Was mich ein wenig stutzig macht: Der Rahmen wird mit Lenkwinkel von 69° angegeben, allerdings ohne Angabe einer Einbauhöhe.
Fertig Aufgebaute CTs haben laut Geo-Tabelle mit einer 100mm Gabel 66,5° LW.

Sind das andere Rahmen? Oder gibt der Jü den LW für Starrgabel an?


----------



## S.Jay (17. Februar 2010)

Ja schicke neue Seite, nur leider immernoch nicht komplett.
Und um Deine Fragen zu beantworten, ich denke schon das de meisten Alutechfahrer sehr zufrieden mit ihrem Rädchen sind.
Und bei Fragen, ist es immer am Besten, dem Jü mal ne email zu schicken.
Gruß S.Jay


----------



## MTB-News.de




----------



## WildsauHardride (17. Februar 2010)

Wurde auch mal Zeit, das Alutech eine neue Seite bekommt...
Ist aber echt gut geworden, die Seite 

Gruß


----------



## mr proper (18. Februar 2010)

Sieht sehr schön aus gefällt mir echt gut
Was mir noch fehlt sind n par genauere angaben über die WC Modelle, denke kommt noch.

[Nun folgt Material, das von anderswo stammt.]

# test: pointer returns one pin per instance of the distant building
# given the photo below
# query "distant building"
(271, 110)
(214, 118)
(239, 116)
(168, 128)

Und warum hier nich so viel los is kann ich mir auch gut erklären, weil  Jürgens Rahmen eben einfach können was sie können nich mehr und ganz bestimt auch nich weniger, und meist von Leuten gefahren werden die genau wissen was sie wollen.

Rad fahren.

Und hier nich über Unwichtigkeiten seniert wird.
Allso genau das gegenteil zum Litevilleforum zb. Was ich aber auch mal gut find und viel und gern drin rumwühle, muß hald alles geben.
Hier intessiert sich hald keiner für einen 	
 "Sattel für Wildsau"Tread was aber auch gut so ist


----------



## Lord Helmchen (18. Februar 2010)

Hat Jü die Getrieberäder aus dem Sortiment gekickt?

MfG
Stefan

P.S.: Bei den LVern wünscht man sich manchmal echt das man ne Mauer um den ihr Forum bauen könnte


----------



## WilliWildsau (18. Februar 2010)

@ mr proper
Bestens beschrieben
@githriz
Ich fahre das CheapTrick in der Reuber Version und bin super zufrieden damit. Als Freeride Hardtail ist es einfach nur genial und mit einer 130mm Gabel hast du die perfekte Kombination. Mit der genauen Geometrie musst du Jürgen am besten selbst anschreiben, wie es hier schon richtig geschrieben wurde. Alle Fragen die man hat, kann man ihm persönlich stellen, die er dann stets beantwortet. Der Rahmen ist auf jeden Fall sehr robust und ich habe ihn jetzt schon länger im Einsatz und das fast täglich.
Gruß Jens!


----------



## Marina (18. Februar 2010)

ich hatte auch das cheaptrick als dh-ht, war sehr geil mit ner 150er MZ. Musste mich leider trennen, hätte es aber gerne wieder, weils einfach top war! Lenkwinkel war glaub was um die 67, allerdings mit sehr hoher gabel.
aber wie die andern sagen... frag den jü, denn der große wildhüter weiß auf alles was seine herde betrifft ne antwort


----------



## orbita-fx (19. Februar 2010)

Top Seite geworden.....!
Erste Antwort: die meisten sind mit ihren Säuen zufrieden, weil sie wissen, wie man damit umgehen muß.....!!!
Zweitens: fahre CT Größe M mit MDJ II 100mm als Dirt, LW 66°......
Perfektes Bike dafür.......was noch beim CT wichtig ist: Kettenstreben sind ziemlich kurz.....d.h. total wendig und verspielt..!
kurz gesagt.....du kannst ne menge Spaß haben.....


----------



## Donnerbolzen (23. Februar 2010)

@ mr proper + lord helmchen
bezüglich des Litevilleforums stimme ich Euch voll und ganz zu!
Habe schon überlegt mein 901 wieder zu verkaufen 
Aber es fährt sich wirklich super


----------



## S.Jay (24. Februar 2010)

Ja Donnerbolzen, da muß ich Dir mal recht geben, dieser Haufen Schnösel, der nur auf Leuten rumhacken kann, von wegen falscher Kurbel, überstyltes Rad etc. Und und überhaupt sind doch alle doof.


----------



## mr proper (25. Februar 2010)

Ick find mein Liteville geil, und dit Rababer im LV Forum tu ich mir auch liebend gerne an wenn mir danach is, (diese Unwichtigkeiten des Lebens machen doch Laune). Her Helmchen treibt sich ja auch erstaunlicher weise auch sehr offt im besagten Forum rum. Die Mauer gibt es ja schon einfach nich anklicken und das Tor bleibt für immer verschlossen.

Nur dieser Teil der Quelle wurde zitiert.